But with so many phones coming out in the near future powered by the Android OS, Google is facing the same sort of issues that Java has always faced.
For one, there's hardware fragmentation. With so many different handsets, developing games that utilise both the power of the high end while running on the low end will be a headache for developers.
Secondly, there's the issue of memory: the more technically ambitious games would require more memory, which isn't always freely available in the existing handsets. The use of SD cards for extra memory compared with Apple's internal flash memory seems very backward.

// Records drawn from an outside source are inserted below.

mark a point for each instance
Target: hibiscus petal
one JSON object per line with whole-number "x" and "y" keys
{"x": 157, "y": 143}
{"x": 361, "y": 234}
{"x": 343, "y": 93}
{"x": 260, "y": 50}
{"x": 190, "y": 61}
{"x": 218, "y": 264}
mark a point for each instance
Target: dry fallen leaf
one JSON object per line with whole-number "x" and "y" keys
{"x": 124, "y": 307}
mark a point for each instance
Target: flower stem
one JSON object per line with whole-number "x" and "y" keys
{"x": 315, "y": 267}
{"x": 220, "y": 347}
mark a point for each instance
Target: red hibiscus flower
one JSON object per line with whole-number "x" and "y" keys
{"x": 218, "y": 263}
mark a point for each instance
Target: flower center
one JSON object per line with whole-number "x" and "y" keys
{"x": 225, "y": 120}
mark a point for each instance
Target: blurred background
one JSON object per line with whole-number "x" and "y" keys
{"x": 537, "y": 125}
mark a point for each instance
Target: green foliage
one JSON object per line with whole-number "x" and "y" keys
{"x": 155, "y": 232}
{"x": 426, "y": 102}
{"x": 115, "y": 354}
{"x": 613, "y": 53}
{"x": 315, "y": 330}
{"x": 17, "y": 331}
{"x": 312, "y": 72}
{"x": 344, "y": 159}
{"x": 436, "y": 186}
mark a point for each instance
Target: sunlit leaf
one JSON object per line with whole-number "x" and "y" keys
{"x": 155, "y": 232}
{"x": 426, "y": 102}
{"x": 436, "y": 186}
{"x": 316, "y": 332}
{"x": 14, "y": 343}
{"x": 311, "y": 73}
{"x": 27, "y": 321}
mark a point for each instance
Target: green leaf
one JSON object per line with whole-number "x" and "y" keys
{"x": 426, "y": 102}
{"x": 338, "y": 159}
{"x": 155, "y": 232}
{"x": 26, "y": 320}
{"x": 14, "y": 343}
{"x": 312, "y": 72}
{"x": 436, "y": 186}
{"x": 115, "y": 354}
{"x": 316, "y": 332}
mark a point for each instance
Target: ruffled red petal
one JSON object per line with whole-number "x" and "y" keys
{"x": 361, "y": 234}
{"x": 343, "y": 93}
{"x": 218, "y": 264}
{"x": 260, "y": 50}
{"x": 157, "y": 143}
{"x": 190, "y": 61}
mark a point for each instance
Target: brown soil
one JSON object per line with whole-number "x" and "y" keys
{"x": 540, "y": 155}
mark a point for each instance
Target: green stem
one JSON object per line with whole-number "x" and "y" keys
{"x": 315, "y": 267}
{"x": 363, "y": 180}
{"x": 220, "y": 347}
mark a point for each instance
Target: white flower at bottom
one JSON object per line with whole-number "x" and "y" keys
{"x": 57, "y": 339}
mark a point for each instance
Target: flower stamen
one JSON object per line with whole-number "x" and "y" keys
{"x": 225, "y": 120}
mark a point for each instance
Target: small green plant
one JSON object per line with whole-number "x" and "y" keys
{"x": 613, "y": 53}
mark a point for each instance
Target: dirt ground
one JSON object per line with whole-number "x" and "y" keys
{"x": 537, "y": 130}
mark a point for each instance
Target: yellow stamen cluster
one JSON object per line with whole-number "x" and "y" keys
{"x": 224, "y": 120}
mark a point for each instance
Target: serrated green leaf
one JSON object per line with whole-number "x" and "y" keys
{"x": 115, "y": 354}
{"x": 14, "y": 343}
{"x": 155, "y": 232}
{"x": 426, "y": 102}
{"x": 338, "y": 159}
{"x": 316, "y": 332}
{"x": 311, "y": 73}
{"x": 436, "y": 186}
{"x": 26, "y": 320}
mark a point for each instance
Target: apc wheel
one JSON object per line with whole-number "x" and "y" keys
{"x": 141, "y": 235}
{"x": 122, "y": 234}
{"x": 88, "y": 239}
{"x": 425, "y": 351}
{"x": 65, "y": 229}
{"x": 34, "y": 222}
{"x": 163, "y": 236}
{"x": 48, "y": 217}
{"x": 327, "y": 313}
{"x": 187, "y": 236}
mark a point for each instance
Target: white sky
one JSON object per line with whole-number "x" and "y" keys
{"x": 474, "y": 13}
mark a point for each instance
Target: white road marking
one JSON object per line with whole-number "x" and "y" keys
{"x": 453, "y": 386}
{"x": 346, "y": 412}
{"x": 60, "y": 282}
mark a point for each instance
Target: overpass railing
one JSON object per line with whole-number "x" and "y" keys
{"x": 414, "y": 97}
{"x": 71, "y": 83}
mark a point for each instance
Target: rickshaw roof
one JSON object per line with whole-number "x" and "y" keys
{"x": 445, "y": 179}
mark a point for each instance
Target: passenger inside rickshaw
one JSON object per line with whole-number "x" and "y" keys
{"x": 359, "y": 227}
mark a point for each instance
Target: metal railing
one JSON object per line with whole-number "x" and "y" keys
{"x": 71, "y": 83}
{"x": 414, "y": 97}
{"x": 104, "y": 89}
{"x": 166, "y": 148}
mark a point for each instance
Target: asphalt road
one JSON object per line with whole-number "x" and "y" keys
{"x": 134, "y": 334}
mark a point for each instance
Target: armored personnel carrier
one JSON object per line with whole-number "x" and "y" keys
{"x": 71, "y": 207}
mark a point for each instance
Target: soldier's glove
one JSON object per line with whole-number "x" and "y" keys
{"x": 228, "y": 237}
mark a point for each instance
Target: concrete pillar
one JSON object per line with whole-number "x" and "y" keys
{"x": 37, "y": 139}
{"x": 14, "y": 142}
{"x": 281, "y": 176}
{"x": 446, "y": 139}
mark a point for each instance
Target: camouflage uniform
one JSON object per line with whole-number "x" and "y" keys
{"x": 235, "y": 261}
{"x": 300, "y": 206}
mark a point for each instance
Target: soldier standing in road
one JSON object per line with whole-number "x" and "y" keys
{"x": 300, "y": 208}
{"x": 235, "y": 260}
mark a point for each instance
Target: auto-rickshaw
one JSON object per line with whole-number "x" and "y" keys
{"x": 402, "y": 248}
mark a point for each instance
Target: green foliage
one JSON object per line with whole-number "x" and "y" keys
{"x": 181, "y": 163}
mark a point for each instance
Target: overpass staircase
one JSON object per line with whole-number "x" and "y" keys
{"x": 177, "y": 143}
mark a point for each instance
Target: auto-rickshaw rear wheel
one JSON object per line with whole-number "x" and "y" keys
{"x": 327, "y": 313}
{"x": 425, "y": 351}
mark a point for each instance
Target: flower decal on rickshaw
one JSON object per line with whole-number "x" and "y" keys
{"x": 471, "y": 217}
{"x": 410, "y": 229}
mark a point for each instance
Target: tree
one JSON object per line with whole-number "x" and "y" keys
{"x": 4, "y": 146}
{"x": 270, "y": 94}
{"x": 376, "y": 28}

Android will continue to grow, but the standardisation of the App Store and the iPhone models (as well as the iPad) means developers all drink from the same cup, as it were, which has played a big part in Apple's success.
Android will likely replace Java as a hugely pervasive platform plagued with fragmentation issues and other problems, meaning that Android games will do well in terms of sheer volume but won't be revolutionary in the way iPhone games have been.
Still, as growing support and sales have shown, the Android OS is set to eat at Apple's smartphone stronghold, and by the looks of some of the handsets featured below it's more than armed and ready for the smartphone battle.
It's clear Google is going for breadth rather than depth, but it looks like it's working when it comes to getting the little green robot OS popular.
In terms of specification, the HTC Legend is reminiscent of the Hero. Which is by no means a bad thing when you consider the Hero was the UK's most popular Android phone of 2009.
The Legend retains the 3.2-inch screen of its younger brother, but adds in some oomph in the form of AMOLED technology, allowing for deeper colour and brighter contrast.
It also shares a similar look, albeit with a few buttons removed, giving it a streamlined feel. Smoother edges also help contribute to what feels like an evolution in its design.
Aesthetics aside, what's important is what lies beneath its unibody shell, which will be the Android 2.1 OS, with a new version of HTC Sense, too. Navigation will be through a touch sensitive panel, and the processor is a Qualcomm CPU packing 600MHz - a jump up from the Hero's 528MHz.
Assuming the HTC Legend is kept at a mid-range price, the HTC could easily overtake the Hero, establishing it as one of the biggest Android phones of 2010.
HTC's Desire is most comparable with Google's Nexus One. It shares the same 3.7-inch screen, the same 480x800 resolution and the same AMOLED display. Both phones are also wrapped in a metal casing, giving them a lightweight feel.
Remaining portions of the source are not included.